Com uma espécie de nuvem parda ou, talvez, uma corrente dourada, memória fixada do voo, Vitor Mizael reúne a linguagem da instalação com a artesania e a ilustração científica, lançando-nos a outro lugar: sua Revoada. O ponto de partida são acervos museológicos da fauna brasileira, mas sua investigação não é científica, não há representações perfeitas dos pássaros – eles serviram como referência para a criação colaborativa com bordadeiras da periferia da cidade de São Paulo, onde vive o artista.



Surgiram aves em trançados de fios de lã, cordões, sisal e algodão. A liberdade nas proporções indica que a ciência, na arte de Mizael, não é documento, mas uma via para a imaginação e a poesia. Os pássaros singulares estão aplicados a cestos e peneiras criados por povos indígenas do estado do Pará. Material universal e, ao mesmo tempo, brasileiro, a palha está presente nas culturas indígenas e em rituais de fé, como os da Umbanda. Para Mizael, o modo de trançar a palha é uma herança técnica dos povos originários. Sua obra busca recuperar tal historicidade, acrescentando a essa memória a experimentação, o improviso, o imprevisto.

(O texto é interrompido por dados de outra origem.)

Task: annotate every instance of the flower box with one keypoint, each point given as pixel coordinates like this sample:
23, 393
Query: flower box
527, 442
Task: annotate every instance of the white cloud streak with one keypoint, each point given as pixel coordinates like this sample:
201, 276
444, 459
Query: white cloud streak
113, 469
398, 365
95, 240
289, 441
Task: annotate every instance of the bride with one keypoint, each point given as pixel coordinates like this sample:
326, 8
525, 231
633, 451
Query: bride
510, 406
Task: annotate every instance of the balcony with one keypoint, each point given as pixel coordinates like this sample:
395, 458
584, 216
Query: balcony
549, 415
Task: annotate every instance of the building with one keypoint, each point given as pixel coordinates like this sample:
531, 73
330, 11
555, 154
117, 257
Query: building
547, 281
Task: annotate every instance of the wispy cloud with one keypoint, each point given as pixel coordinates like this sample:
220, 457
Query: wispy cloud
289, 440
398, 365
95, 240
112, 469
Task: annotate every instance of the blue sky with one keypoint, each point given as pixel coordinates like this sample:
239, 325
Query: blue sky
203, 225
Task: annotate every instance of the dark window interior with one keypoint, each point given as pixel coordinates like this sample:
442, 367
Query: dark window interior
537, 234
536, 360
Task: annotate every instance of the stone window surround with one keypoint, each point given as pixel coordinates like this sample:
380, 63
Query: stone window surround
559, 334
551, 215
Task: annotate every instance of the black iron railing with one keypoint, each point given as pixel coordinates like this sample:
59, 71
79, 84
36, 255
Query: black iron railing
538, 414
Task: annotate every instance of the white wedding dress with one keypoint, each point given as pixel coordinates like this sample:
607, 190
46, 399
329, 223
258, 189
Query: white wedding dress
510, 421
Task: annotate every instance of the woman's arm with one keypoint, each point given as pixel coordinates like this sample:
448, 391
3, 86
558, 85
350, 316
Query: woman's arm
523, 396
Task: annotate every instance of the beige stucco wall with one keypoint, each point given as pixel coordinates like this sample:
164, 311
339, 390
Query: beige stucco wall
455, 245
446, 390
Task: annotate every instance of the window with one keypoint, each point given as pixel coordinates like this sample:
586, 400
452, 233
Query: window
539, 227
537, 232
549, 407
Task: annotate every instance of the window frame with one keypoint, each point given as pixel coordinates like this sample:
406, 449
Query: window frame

Os tons da palha, com suas variações de dourado, associados ao colorido vivo dos bordados, oferecem uma experiência visual rara e bela. Vitor Mizael convoca a memória dessa matéria orgânica e oferece a ela – e a nós – algo além de sua função original, de forma que a homenagem à simbologia de elementos da identidade brasileira não exclui a abertura a novas sensibilidades e projeções. Revoada flutua, inserindo-se, mas subvertendo, colocando-se nesse entre-lugar lúdico e mágico.